What on at the Tropic
by Phil Mann
by Phil Mann
You may not have heard of Ventura Pons, but he’s a big deal in the European film world. His eighteen feature films have been nominated for awards in film festivals from Moscow to Miami. This weekend, he’s going to be a big deal in Key West, where he will be screening and personally introducing four of his movies. It’s going to be a high point of this year’s Tropic Visiting Filmmaker Series. Sr. Pons is from Barcelona, and all his films have a quirky, humorous quality that reminds many of Pedro Almodóvar. The Village Voice has called him “a provocateur who works without a net .”
On Sunday afternoon, it’s OCAÑA, a documentary about a gay Spanish artist and cross-dresser that was originally screened at the Cannes Film Festival. The high point of the weekend, with a champagne reception, is the Sunday evening screening of MIL CRETINS (Thousand Fools), a comic mélange of characters.
Monday afternoon brings two other films. ANITA TAKES A CHANCE is the story of a movie theater employee who loses her job when the theater is torn down, but begins an affair with a construction worker who comes on the scene. This movie won Best Film and Best Actress awards at the Miami Hispanic Film Festival and at the Peñíscola Comedy Film Festival [that’s Peñíscola, Spain; a comedy film festival would be an odd thing in Pensacola, FL.) The final film AMIC/AMAT (Beloved/Friend) is about a fifty-something college professor whose life gets incredibly complicated when he discovers he has a terminal illness and decides to reveal secrets.
Sr. Pons will offer a Q & A following each screening. All films will be in Catalan or Spanish, with English subtitles.

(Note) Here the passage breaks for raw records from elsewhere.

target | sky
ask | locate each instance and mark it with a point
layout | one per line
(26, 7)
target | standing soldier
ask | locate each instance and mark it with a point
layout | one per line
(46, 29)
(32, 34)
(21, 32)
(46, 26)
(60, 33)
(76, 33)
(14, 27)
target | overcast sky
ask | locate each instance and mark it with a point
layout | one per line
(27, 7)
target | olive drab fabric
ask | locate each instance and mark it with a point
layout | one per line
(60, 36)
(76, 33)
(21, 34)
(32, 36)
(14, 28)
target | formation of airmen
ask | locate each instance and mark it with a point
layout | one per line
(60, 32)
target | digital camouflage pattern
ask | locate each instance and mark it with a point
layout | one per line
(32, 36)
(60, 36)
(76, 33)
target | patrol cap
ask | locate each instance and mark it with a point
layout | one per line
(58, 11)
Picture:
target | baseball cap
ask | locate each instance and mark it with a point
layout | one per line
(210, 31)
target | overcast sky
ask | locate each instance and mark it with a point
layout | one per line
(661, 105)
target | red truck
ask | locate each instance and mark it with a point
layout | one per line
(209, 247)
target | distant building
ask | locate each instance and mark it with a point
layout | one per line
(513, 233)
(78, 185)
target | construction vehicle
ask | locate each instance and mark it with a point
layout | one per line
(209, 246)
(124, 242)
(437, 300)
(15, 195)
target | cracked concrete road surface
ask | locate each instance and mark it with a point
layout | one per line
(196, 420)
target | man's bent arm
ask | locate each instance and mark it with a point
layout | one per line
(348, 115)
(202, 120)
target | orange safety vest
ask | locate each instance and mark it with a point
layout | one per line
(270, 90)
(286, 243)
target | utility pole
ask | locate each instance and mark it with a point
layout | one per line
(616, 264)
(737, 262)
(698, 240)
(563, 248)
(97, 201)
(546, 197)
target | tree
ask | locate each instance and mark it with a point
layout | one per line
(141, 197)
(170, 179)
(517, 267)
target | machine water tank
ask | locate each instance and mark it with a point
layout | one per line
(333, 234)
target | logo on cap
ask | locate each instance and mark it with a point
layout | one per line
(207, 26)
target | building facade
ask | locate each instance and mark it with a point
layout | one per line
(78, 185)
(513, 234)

This week also marks the opening of THE ARTIST, winner of this year’s Golden Globe for Best Comedy/Musical Award and a favorite for the big Oscar prize. In case you haven’t heard, it’s a silent, black and white film. But, as Steven Rea says in the Philadelphia Inquirer, it “feels as bold and innovative a moviegoing experience as James Cameron's bells-and-whistles Avatar did a couple of years ago. Retro becomes nuevo. Quaint becomes cool.” French actor Jean Dujardin’s portrayal of the fictional silent film star George Valentin is a perfect recapturing of the cinema style of the time. He also got the Golden Globe and is a front-runner for an Oscar.
The story is a classic story of high romance and a fallen hero, as the emergence of talkies dooms Valentin’s career. But words can’t really describe this wordless wonder.
In INTO THE ABYSS the brilliant, groundbreaking filmmaker Werner Herzog (Grizzly Man, Aquirre: The Wrath of God) digs deeply into a Texas triple murder case, exploring the minds of the killers and the psychology of capital punishment. Including lengthy interviews with the killers, like the book In Cold Blood to which it has been compared, Herzog’s work does not judge, it observes. “He simply looks. He always seems to know where to look. “ (Roger Ebert, Chicago Sun-Times)
HOUSE OF PLEASURES takes place in a different kind of prison, a brothel in Belle Époque Paris. This is not a documentary, but a surreal, yet realistic, view of life in the fictional L’Apollonide -- a portrait of the women and of their clients. “A gorgeously filmed portrait of a bygone era, with painstaking attention to period detail.” (V.A. Musetto, NY Post)
With all this, I hate to treat them as an afterthought, but we’ve also got the next film in the Gotta Dance classics series. This Monday it’s BRIGADOON with Gene Kelly and Cyd Charisse. And on Tuesday, the Cinderella-story opera CENDRILLON from the stage of the Royal Opera in Covent Garden fills the Tropic screen and surround sound.